CHAPTER TWO SUMMARY POINTS
The id is the part of the psyche that is driven by the primal urges toward sex and aggression.
The superego is the part of the psyche that represents morality and social customs… the conscience.
The ego is the part of the psyche that represents a compromise between the libido (the id drives), and guilt (the restrictive power of the superego).
The id is often represented in film as the villain.
The ego is often represented in film as the hero.
The superego is often represented in film as the mentor.
Often times, the villain either starts out or ends as a. prisoner. This theme represents the function of the villain as id – which must be subdued and repressed by the ego.
The villain’s comeuppance represents the resolution of the Oedipal complex. Hence, the villain’s comeuppance should be appropriately dramatic. It also should impart a sense of justice.
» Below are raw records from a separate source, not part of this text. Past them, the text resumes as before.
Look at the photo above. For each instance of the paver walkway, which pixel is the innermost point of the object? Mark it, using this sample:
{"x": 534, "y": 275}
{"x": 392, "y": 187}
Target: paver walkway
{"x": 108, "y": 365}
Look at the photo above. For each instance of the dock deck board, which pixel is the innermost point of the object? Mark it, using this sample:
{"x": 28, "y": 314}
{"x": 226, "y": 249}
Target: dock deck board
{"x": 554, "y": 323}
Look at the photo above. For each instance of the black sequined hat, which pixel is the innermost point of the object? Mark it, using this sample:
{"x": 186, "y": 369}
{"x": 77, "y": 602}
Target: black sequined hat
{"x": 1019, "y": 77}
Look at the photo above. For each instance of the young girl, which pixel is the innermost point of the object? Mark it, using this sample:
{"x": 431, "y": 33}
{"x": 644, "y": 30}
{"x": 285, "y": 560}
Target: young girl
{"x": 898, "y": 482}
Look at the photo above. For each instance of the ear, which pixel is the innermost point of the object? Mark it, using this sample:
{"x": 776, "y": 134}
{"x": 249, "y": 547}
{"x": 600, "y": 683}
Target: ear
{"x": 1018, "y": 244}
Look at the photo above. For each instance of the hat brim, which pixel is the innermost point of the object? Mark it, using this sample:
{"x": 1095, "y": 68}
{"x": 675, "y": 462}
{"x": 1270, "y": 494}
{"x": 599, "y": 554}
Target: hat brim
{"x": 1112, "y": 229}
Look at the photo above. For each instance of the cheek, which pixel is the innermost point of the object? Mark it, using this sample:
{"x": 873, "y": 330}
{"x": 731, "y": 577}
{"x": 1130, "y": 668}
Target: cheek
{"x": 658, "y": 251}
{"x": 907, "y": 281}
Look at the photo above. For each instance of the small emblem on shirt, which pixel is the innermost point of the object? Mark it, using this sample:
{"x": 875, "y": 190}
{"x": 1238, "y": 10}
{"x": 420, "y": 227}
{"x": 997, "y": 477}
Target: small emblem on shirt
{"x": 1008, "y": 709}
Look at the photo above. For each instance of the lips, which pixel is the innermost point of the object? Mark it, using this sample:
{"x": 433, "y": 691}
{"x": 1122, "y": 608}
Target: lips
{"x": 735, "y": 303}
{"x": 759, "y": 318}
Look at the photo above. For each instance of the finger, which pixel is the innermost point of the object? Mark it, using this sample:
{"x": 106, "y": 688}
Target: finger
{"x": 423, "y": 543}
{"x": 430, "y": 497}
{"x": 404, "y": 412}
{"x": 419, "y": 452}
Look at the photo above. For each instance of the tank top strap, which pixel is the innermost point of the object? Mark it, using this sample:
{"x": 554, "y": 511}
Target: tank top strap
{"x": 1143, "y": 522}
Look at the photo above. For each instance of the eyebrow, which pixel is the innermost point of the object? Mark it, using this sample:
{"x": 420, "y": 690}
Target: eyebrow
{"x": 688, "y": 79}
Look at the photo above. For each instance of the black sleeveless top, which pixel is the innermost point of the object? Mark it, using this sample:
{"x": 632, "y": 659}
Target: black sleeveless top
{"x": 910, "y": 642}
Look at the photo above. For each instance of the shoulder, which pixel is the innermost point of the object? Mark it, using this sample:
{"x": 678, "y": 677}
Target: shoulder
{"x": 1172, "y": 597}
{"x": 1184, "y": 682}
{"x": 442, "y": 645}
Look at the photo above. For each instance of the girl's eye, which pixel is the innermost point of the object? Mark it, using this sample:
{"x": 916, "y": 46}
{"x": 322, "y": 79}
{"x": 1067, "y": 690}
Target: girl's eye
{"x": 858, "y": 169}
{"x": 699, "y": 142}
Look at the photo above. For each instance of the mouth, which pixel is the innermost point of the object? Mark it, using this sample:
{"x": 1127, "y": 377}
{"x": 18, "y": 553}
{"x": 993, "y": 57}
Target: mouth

Film characters frequently face a crisis of conscience, in which they must overcome selfish needs by making moral decisions. The hero’s character development through a crisis of conscience symbolizes the development of the ego and the triumph of the superego over the id.
The hero’s character development is typically guided or inspired by a strong mentor figure.
Cowardly characters tend to be comical. They represent the fear or reluctance that many people experience when facing moral challenges or major life choices.
The antihero is the most common type of hero in American movies. The antihero is a character who is initially controlled by his id. He eventually overcomes his self-centeredness and sacrifices himself for the good of others.
The fallen hero is a tragic figure who tries to overcome the baser side of his nature, but who eventually succumbs to the dark side.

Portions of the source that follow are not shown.